Published online by Cambridge University Press: 22 September 2009
THE CAPITAL VICE TRADITION: EVAGRIUS PONTICUS AND THE EVIL THOUGHT OF GREED
The absolute rejection of an individual's possession of wealth, an attitude which remained an influential component in the Christian imagining of avarice, found its most analytic and organized expression initially among the ascetes who retired to the Egyptian desert in the fourth and fifth centuries to perfect their spiritual life. Their rise to prominence, and with them the power of their ascetic ideal and their poverty, signaled vast changes to come in Roman society on its way to the Christian Middle Ages. The conception of material goods and greed developed by Evagrius Ponticus and John Cassian, the most important hamartiological theorists to emerge from this monastic movement, was influenced by the earlier ideas of their instructors in spiritual matters among the Cappadocians and by the thinking of John Chrysostom: Evagrius was ordained a lector by Basil the Great and made a deacon by Gregory Nazianzen, and Cassian was under the tutelage of John Chrysostom.
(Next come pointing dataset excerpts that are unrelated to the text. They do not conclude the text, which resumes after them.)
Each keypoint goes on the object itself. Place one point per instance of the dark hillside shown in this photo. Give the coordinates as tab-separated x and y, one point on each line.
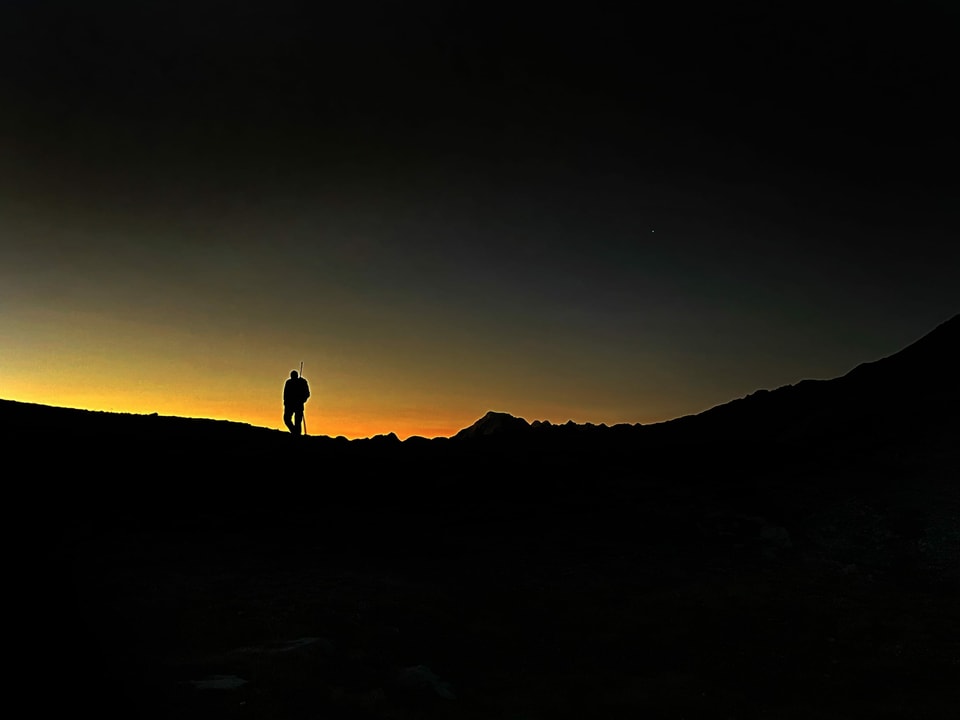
790	554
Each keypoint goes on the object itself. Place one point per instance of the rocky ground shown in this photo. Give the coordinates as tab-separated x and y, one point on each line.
673	601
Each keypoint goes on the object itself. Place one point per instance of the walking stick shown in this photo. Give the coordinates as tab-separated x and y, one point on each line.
304	409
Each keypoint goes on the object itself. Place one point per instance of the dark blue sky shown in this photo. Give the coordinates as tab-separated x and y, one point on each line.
594	213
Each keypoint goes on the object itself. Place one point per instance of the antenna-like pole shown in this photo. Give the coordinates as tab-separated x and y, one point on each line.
304	414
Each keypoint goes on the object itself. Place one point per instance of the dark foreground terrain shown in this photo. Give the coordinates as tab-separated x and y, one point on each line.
793	554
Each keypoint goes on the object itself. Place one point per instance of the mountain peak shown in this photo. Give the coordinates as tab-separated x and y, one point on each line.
494	423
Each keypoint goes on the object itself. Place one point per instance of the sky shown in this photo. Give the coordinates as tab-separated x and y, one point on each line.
593	213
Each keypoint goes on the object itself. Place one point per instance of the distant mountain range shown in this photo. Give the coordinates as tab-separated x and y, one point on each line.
911	394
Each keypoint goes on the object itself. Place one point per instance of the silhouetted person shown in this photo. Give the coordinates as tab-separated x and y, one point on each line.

Yet their imagining of avarice progressed, in effect, in the opposite direction from that of their predecessors, for whereas each of the church thinkers examined in Chapter 2 went from ascesis to the episcopacy in the course of his career, Evagrius and Cassian moved from positions within the ecclesiastical administration to life in an ascetic community by the end of their careers. It was also exclusively for these monastic groups that they composed their treatises.